Single by Eugent Bushpepa
- Language: Albanian
- Released: 6 April 2018
- Studio: Brussels, Belgium
- Genre: Classical rock; folk rock;
- Length: 3:00 (Eurovision version) 4:32 (extended version)
- Label: RTSH; Universal;
- Songwriter: Eugent Bushpepa
- Producers: Eugent Bushpepa; Jim Lowe;

Eugent Bushpepa singles chronology
| "Pranë Finishit" (2015) | "Mall" (2018) | "Stay with me Tonight" (2020) |

Music video
- Mall on YouTube

Eurovision Song Contest 2018 entry
- Country: Albania
- Artist: Eugent Bushpepa
- Language: Albanian
- Composer: Eugent Bushpepa
- Lyricist: Eugent Bushpepa

Finals performance
- Semi-final result: 8th
- Semi-final points: 162
- Final result: 11th
- Final points: 184

Entry chronology
- ◄ "World" (2017)
- "Ktheju tokës" (2019) ►

= Mall (song) =

2018 song by Eugent Bushpepa

"Mall" (/sq/; ) is a song composed and written by Albanian singer and songwriter Eugent Bushpepa. It was released as a single on 6 April 2018 by Radio Televizioni Shqiptar (RTSH) and Universal Music. The song has been described as an Albanian language 1980s-inspired classical folk rock ballad. In its love-themed lyrics, it captures the feeling of longing and also reflects both the deep loneliness and the burning desire of a reunion.
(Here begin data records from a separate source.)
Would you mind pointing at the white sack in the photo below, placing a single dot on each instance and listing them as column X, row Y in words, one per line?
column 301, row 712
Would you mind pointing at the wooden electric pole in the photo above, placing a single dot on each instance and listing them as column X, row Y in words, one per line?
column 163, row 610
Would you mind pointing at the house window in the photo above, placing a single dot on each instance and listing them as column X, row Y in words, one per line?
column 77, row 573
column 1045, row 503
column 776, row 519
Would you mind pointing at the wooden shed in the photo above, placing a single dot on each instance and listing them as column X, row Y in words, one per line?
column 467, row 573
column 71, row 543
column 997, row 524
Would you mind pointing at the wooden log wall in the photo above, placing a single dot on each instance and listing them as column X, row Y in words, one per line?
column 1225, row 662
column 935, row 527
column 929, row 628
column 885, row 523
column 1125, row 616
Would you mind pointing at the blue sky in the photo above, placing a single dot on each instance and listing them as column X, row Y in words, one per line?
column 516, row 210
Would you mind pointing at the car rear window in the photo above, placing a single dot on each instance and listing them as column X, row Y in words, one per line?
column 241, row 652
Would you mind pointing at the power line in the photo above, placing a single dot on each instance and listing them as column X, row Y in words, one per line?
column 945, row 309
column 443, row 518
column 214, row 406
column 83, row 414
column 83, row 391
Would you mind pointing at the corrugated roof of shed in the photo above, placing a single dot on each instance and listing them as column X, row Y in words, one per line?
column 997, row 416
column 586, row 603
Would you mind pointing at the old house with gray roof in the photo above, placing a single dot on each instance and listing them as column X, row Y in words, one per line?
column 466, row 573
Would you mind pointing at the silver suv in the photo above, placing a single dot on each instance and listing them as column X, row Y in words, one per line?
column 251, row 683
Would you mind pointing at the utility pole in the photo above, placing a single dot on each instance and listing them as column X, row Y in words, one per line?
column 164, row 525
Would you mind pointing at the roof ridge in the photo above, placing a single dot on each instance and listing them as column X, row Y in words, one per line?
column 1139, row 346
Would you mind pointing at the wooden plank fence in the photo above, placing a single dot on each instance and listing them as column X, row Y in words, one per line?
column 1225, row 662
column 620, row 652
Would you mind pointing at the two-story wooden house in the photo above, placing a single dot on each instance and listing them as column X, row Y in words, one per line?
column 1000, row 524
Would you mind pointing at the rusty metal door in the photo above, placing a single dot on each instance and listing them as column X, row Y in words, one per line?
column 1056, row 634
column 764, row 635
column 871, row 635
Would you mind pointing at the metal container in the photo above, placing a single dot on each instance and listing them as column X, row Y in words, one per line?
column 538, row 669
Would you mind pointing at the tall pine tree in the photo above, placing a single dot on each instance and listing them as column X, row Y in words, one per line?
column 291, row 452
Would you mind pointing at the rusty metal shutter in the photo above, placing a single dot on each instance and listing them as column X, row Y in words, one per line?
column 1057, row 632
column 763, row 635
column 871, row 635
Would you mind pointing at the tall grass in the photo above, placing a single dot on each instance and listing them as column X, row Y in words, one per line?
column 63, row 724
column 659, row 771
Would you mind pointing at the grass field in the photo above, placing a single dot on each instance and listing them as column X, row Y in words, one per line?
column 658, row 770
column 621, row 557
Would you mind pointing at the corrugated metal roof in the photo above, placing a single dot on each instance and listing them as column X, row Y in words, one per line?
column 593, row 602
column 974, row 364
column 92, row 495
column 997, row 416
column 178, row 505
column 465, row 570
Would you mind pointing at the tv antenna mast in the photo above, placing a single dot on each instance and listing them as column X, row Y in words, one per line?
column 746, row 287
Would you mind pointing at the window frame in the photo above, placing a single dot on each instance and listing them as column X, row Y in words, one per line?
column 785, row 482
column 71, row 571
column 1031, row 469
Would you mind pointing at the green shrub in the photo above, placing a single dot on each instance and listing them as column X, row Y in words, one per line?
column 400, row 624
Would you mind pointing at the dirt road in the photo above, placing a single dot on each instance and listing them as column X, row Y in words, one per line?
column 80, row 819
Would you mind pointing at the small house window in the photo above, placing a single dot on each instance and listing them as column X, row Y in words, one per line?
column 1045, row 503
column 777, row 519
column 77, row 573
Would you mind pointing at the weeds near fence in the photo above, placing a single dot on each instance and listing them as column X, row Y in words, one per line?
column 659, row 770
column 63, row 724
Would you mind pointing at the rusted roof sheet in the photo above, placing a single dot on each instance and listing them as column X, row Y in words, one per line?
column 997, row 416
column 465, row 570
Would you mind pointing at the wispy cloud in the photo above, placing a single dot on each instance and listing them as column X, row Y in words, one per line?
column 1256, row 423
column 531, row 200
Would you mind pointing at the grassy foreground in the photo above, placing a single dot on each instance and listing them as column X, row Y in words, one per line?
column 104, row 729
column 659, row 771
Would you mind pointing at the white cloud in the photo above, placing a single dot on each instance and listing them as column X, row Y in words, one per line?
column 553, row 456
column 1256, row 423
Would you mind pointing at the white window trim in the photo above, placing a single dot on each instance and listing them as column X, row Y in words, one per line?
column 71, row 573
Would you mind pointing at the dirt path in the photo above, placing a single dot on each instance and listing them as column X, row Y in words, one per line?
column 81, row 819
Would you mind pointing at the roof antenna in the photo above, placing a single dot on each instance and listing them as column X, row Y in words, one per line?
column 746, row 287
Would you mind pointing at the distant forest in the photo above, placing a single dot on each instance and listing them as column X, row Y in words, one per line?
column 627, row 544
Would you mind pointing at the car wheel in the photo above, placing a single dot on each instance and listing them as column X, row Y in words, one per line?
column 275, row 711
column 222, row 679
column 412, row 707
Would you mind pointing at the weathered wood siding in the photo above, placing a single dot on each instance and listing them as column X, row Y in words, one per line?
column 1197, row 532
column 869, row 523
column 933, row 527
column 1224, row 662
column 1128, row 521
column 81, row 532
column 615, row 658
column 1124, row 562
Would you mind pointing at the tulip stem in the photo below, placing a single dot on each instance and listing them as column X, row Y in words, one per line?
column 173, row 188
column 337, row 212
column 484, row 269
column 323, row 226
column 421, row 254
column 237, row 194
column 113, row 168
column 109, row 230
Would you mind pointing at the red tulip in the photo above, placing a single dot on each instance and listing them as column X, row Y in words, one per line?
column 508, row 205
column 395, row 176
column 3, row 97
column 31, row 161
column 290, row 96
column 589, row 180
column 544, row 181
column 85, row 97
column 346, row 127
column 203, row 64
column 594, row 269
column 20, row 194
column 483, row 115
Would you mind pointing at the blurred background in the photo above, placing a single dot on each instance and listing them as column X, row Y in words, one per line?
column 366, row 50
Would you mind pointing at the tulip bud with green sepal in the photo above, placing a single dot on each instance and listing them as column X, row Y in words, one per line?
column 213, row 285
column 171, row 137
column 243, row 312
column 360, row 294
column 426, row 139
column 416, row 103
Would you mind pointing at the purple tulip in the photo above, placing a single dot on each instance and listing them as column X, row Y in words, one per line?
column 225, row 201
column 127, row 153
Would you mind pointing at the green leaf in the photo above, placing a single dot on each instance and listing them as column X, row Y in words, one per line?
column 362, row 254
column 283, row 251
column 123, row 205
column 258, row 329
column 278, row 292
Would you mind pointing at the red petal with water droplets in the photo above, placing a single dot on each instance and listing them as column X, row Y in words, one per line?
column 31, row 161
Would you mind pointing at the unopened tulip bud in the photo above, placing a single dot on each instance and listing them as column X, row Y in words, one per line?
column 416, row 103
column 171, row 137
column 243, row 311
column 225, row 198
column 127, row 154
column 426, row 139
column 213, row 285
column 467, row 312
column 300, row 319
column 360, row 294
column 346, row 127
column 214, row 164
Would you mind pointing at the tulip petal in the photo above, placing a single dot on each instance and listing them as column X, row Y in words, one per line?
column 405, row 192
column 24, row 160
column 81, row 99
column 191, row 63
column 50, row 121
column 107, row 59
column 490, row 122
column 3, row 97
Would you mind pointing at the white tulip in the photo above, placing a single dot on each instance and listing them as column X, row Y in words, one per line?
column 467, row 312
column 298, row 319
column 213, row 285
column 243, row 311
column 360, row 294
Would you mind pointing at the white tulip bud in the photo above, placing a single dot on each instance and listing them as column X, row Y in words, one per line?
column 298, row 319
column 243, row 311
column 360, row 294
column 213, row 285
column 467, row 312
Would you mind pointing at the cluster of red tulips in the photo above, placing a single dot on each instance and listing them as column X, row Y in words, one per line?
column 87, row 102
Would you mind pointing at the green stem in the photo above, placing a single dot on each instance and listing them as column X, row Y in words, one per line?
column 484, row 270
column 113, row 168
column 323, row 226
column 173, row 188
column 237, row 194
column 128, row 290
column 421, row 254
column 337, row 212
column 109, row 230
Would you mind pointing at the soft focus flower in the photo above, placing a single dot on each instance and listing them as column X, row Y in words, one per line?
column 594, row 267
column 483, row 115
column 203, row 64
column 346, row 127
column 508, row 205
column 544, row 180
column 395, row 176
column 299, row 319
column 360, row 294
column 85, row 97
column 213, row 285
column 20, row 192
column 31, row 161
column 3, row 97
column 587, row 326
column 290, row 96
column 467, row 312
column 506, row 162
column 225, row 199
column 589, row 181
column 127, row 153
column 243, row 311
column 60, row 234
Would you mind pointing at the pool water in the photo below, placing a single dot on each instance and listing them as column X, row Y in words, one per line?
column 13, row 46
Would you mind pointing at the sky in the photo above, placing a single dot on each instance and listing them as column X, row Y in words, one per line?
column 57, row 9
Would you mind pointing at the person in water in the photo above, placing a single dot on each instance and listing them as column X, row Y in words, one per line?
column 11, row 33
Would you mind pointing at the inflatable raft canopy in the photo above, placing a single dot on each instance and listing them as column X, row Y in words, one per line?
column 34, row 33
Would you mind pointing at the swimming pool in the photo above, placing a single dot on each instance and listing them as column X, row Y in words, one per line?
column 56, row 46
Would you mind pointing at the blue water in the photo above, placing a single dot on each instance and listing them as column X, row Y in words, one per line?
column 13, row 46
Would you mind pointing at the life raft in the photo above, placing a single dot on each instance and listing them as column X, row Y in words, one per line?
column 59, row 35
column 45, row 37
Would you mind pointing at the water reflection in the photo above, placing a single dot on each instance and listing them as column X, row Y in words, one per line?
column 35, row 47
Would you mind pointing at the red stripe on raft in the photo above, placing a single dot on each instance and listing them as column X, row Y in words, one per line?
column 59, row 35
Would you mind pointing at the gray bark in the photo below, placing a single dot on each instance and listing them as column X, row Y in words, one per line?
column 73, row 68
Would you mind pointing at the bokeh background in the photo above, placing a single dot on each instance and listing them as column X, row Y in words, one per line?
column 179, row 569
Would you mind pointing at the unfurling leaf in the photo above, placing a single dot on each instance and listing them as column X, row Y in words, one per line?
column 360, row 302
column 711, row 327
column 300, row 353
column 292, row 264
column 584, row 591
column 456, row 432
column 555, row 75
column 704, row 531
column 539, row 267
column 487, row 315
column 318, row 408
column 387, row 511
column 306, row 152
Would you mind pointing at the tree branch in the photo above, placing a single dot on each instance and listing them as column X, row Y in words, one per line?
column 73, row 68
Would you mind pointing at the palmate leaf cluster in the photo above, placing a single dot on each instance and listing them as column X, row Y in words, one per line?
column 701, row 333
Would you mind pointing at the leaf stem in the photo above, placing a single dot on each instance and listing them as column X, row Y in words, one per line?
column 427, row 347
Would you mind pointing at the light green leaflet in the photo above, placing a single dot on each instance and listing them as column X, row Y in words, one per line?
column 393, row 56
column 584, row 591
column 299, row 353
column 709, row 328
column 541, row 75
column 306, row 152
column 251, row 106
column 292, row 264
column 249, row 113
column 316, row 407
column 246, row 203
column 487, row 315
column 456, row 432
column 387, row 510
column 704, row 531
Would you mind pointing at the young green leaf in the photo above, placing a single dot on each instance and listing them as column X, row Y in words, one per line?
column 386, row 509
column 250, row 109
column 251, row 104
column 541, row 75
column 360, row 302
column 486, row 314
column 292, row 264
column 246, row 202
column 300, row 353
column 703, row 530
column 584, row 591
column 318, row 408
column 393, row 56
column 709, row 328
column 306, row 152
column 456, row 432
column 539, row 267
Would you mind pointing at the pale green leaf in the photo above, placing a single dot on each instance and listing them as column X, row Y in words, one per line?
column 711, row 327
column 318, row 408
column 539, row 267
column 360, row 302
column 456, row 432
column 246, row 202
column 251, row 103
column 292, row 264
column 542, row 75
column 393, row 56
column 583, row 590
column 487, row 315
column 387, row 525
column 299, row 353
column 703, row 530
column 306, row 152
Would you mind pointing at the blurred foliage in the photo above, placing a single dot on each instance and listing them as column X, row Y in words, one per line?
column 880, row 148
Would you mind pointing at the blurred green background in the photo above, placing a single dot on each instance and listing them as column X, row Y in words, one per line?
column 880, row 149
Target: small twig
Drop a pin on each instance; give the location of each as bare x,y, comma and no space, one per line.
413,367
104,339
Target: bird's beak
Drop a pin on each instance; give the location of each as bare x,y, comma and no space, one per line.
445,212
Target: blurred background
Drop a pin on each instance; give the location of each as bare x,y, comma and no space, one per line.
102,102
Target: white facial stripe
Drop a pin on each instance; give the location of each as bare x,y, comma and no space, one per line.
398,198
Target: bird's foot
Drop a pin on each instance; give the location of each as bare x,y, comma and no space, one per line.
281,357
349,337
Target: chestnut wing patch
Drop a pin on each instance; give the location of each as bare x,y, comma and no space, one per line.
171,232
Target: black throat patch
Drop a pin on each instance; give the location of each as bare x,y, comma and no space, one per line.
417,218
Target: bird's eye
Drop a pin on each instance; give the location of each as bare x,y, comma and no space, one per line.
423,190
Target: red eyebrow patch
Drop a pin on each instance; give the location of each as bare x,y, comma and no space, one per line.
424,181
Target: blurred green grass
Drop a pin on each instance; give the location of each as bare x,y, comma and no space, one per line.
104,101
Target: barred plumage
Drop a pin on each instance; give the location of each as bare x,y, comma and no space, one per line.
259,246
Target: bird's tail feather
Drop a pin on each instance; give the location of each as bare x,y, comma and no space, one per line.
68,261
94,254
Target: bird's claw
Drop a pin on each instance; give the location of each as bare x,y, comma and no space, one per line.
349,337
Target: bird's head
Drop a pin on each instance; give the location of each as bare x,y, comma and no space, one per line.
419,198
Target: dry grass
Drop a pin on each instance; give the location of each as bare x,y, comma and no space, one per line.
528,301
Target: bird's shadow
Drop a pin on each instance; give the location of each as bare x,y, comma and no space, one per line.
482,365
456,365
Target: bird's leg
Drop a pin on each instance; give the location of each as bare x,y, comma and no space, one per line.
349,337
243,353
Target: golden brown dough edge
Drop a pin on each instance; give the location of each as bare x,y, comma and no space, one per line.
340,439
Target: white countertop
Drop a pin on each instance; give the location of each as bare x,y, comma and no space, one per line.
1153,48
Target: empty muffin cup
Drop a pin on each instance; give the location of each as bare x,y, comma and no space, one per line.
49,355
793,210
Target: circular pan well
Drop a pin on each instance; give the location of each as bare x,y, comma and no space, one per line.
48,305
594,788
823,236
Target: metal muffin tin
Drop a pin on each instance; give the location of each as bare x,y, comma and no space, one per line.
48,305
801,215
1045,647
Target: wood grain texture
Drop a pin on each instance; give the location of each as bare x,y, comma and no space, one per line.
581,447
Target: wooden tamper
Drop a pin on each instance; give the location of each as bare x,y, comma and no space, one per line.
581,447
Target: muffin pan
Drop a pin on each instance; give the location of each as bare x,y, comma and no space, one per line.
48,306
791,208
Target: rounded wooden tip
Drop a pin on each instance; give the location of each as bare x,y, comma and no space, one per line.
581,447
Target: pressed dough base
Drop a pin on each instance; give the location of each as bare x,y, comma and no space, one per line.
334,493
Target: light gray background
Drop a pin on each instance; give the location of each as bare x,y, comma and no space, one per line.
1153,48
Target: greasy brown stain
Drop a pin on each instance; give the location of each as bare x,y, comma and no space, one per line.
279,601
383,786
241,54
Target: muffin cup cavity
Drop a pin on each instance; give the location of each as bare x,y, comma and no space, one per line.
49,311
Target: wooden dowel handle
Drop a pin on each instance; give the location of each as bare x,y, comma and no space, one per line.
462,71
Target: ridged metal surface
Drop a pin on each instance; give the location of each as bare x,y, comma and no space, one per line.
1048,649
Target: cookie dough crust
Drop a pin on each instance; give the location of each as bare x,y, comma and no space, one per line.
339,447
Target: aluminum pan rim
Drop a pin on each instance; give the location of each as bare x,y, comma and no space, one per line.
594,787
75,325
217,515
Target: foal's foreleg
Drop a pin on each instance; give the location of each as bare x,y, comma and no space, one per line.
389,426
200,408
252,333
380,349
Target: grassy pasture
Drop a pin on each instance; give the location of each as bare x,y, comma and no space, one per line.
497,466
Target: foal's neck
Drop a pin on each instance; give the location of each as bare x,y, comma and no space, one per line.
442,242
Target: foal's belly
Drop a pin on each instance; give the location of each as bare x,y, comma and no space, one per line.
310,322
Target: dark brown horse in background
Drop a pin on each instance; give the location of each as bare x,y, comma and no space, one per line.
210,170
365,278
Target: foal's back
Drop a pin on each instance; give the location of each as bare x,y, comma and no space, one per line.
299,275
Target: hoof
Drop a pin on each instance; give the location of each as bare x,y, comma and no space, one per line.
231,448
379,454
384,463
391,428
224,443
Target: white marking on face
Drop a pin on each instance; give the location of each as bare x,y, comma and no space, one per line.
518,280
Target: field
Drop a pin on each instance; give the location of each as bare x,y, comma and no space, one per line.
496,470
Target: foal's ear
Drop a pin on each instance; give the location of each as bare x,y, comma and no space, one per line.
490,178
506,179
The song represented Albania in the Eurovision Song Contest 2018 in Lisbon, Portugal, after winning the pre-selection competition Festivali i Këngës. It ultimately reached eleventh place in a field of twenty-six, scoring a total of one hundred and eighty four points marking the country's fourth highest placement to date. During his minimalistic performance, Bushpepa was accompanied by two backing vocalists and his band consisting of a drummer, bassist and a guitarist.

An accompanying music video premiered on the official YouTube channel of the Eurovision Song Contest on 26 March 2018. Filmed in black and white, it incorporates elements of ethnic Albanian culture and the concept of love at first sight. "Mall" received a favourable response from music critics upon its release, with some praising its composition, lyrics and Bushpepa's vocals. For promotion and support, the singer performed the song live on numerous occasions, including in Amsterdam and Madrid.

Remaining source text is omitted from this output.